Aquella afirmación disipó de golpe mis dudas y mi diálogo interior se trocó en miedo ante lo que me parecía tan ilógico, es decir, un muerto alli depositado sin compañía que lo velase, y yo también a solas tras la ventana, pues los niños tal como llegaron siguieron calle abajo sin inmutarse y dejándome petrificado de terror durante unos instantes en los que no pude moverme debido a la impresión que me causó aquel comentario, pronunciado vacíamente, como quien dice cualquier banalidad.

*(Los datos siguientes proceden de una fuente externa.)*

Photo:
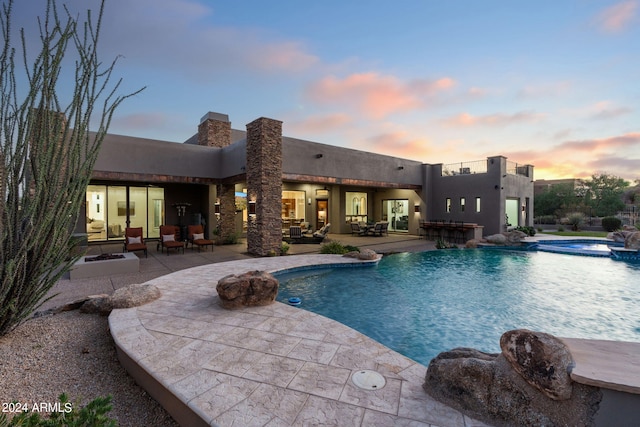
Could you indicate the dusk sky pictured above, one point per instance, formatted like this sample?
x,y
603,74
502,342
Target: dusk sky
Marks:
x,y
555,84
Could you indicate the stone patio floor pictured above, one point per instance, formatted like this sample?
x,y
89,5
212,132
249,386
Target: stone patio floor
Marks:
x,y
266,366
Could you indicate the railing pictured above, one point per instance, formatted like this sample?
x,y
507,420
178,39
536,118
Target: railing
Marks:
x,y
515,169
465,168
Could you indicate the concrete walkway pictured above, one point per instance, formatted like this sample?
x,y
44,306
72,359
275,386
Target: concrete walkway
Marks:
x,y
275,365
158,264
265,366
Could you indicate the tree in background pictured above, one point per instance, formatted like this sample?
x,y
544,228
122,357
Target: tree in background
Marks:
x,y
604,194
46,151
557,200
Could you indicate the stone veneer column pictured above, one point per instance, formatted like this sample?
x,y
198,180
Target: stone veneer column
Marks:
x,y
227,221
264,185
214,130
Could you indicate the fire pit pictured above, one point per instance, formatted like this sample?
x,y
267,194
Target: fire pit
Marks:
x,y
103,257
105,265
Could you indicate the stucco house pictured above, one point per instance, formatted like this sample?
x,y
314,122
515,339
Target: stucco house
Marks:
x,y
259,182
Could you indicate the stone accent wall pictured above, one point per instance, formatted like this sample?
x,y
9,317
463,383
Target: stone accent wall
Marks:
x,y
264,185
227,221
214,130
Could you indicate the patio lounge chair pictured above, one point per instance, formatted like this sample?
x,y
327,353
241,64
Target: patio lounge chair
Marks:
x,y
134,240
322,233
295,232
195,236
357,229
169,238
380,228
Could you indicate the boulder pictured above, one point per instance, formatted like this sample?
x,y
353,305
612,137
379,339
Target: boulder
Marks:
x,y
472,244
497,239
617,236
134,295
487,387
541,359
367,254
515,236
632,240
251,289
97,304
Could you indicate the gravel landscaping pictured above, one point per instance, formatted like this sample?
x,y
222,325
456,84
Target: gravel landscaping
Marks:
x,y
74,353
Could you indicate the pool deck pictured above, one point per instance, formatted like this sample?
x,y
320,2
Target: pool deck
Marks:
x,y
265,366
280,365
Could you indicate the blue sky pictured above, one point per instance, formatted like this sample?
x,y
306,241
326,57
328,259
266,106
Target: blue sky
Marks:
x,y
548,83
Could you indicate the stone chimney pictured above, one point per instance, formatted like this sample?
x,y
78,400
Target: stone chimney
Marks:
x,y
214,130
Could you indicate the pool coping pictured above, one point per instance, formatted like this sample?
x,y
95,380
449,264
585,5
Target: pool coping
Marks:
x,y
275,365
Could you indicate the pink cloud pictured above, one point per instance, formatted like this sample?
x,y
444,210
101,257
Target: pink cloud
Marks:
x,y
581,159
605,110
498,119
377,95
319,124
400,144
617,17
629,140
545,89
142,121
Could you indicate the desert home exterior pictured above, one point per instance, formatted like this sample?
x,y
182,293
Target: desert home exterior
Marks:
x,y
259,182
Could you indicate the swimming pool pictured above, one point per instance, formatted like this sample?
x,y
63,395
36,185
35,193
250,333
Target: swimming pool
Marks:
x,y
586,247
421,304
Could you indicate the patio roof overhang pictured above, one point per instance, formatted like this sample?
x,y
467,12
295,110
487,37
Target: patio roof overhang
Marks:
x,y
326,180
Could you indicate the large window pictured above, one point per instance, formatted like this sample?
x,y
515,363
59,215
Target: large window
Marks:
x,y
293,208
396,211
111,208
356,206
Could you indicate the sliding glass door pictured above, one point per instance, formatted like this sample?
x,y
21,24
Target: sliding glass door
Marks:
x,y
112,208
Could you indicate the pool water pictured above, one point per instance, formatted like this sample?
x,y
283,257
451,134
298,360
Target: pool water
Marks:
x,y
578,247
420,304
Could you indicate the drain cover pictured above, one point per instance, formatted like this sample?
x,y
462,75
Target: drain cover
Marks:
x,y
368,380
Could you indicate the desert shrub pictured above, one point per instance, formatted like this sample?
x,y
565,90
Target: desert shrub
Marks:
x,y
284,248
546,219
334,248
611,223
575,220
93,414
47,151
231,239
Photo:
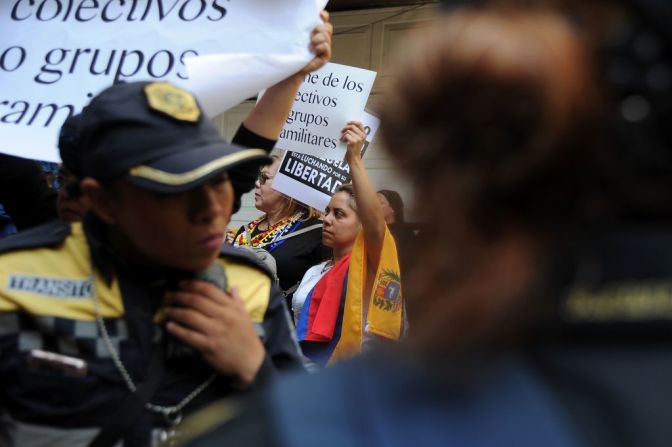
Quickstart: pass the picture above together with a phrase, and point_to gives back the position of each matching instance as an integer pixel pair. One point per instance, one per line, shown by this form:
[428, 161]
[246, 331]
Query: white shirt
[308, 282]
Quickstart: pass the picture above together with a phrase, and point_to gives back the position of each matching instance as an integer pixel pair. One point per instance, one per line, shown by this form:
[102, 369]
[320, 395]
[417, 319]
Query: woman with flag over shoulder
[355, 297]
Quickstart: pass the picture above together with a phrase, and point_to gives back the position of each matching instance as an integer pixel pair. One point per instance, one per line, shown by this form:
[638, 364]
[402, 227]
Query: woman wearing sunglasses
[288, 230]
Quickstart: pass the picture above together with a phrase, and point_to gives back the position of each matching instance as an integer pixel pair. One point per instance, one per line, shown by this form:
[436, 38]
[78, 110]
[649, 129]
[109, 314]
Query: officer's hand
[320, 44]
[218, 326]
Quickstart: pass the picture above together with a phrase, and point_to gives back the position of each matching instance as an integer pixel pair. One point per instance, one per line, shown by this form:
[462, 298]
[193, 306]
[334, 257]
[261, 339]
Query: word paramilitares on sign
[312, 180]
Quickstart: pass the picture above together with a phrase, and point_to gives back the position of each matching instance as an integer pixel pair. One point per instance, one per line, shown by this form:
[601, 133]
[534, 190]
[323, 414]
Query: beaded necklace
[266, 239]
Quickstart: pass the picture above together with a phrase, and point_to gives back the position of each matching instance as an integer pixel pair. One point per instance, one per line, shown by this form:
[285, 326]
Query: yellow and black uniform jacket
[49, 277]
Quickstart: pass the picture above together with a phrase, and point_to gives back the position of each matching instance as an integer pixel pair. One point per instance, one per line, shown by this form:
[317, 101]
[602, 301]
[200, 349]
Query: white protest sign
[325, 102]
[313, 180]
[57, 54]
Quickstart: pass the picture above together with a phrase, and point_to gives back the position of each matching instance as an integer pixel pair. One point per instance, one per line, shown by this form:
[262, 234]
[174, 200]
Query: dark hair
[396, 204]
[349, 190]
[506, 127]
[496, 119]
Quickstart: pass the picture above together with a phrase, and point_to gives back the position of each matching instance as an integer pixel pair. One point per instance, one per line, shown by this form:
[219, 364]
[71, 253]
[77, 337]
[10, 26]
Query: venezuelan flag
[330, 325]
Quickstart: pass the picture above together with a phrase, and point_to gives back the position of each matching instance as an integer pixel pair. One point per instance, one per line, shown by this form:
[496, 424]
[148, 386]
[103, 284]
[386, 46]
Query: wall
[368, 39]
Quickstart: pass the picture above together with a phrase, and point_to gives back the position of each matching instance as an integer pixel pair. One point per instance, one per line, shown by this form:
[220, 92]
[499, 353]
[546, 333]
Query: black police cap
[154, 135]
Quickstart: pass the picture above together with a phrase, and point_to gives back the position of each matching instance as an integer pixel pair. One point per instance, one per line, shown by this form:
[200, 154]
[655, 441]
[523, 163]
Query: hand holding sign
[312, 180]
[320, 44]
[354, 136]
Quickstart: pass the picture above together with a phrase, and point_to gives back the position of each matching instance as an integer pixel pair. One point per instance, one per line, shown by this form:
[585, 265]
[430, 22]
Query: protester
[355, 297]
[289, 231]
[113, 328]
[540, 316]
[71, 205]
[24, 192]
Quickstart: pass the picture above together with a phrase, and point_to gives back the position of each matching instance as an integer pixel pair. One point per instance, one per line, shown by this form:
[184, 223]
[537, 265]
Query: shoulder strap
[131, 408]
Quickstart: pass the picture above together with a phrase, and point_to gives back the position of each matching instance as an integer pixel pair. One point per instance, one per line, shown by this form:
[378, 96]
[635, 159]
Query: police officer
[114, 328]
[542, 313]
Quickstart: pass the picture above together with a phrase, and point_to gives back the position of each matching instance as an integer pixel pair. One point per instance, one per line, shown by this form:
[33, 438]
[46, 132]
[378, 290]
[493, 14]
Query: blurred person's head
[71, 205]
[341, 222]
[393, 206]
[495, 119]
[273, 202]
[155, 171]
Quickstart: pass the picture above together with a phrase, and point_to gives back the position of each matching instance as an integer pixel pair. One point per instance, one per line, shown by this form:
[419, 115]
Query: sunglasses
[262, 178]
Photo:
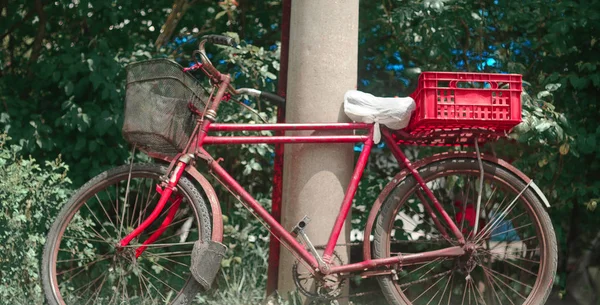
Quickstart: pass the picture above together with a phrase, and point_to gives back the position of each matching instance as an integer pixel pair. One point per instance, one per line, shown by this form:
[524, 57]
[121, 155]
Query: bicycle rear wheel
[82, 263]
[514, 257]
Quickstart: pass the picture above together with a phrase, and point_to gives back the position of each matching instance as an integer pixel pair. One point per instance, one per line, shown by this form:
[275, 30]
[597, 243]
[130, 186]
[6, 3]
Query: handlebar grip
[220, 39]
[274, 98]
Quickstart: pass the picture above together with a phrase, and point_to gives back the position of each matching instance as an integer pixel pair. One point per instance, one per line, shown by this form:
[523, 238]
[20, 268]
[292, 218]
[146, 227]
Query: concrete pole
[322, 62]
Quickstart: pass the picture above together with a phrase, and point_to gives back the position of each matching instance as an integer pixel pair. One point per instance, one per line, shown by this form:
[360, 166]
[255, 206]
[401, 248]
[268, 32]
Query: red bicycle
[453, 228]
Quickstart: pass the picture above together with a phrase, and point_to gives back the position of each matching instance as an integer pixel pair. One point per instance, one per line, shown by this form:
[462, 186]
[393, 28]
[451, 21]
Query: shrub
[30, 197]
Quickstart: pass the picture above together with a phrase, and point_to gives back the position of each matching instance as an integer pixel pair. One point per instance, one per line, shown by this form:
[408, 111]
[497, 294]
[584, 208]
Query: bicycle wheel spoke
[89, 284]
[170, 225]
[97, 220]
[421, 267]
[445, 287]
[464, 294]
[84, 266]
[97, 293]
[498, 255]
[510, 230]
[508, 277]
[159, 280]
[168, 259]
[433, 285]
[104, 210]
[508, 286]
[89, 265]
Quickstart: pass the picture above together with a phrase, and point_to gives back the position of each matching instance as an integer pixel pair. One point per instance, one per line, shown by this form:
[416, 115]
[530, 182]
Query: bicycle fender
[215, 206]
[422, 162]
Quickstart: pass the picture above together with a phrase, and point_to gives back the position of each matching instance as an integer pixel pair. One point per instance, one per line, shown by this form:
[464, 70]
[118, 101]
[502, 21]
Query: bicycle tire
[192, 207]
[397, 293]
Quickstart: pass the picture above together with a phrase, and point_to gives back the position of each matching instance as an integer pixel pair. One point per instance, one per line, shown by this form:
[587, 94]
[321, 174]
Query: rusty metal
[215, 206]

Al fin y al cabo, era la primera vez que ‘veía’ un muerto de verdad.”


Momentos, instantes, pasajes en los que invariablemente me dedico a reflexionar sobre la manida cuestión del mundo de los vivos y los muertos, del más allá y del más acá.
De nuestro vivir cotidiano, queriendo abarcarlo todo, menospreciando el tiempo valioso que se nos escapa entre las manos, que no vuelve a pasar por nuestra puerta, sin que ello nos importe lo más mínimo, pues arrogantemente creemos disponer de todo el que nos dé la gana.
De regreso a casa, paseando bajo el tibio sol del mediodia, pasé por la puerta de un establecimiento de apuestas de loterías y demás cantos de sirena, donde, quién no algunas veces, nos dejamos atraer con sus expectativas de ilusorios millones.
Como es natural, una pequeña fila de mis congéneres esperaba su turno para costear las apuestas de números del azar que el idem se encargará de combinar de cualquier manera, menos de la que debería haber sido.
Continué el paseo pensando que momentos antes había contemplado el último pasaje de la vida de alguien a quien ya poco le importaban las apuestas y sus mágicos premios.
Pero no es menos cierto que a muchos de los que aún estan ‘aquí’, ese poquito de ilusión materialista los mece acunadamente, dormidos bajo los efectos de un deseado vil metal que apague la llama de sus artificiales anhelos...
Mi conciencia, cual redoble de tambor, perfora la realidad que lucho por comprender.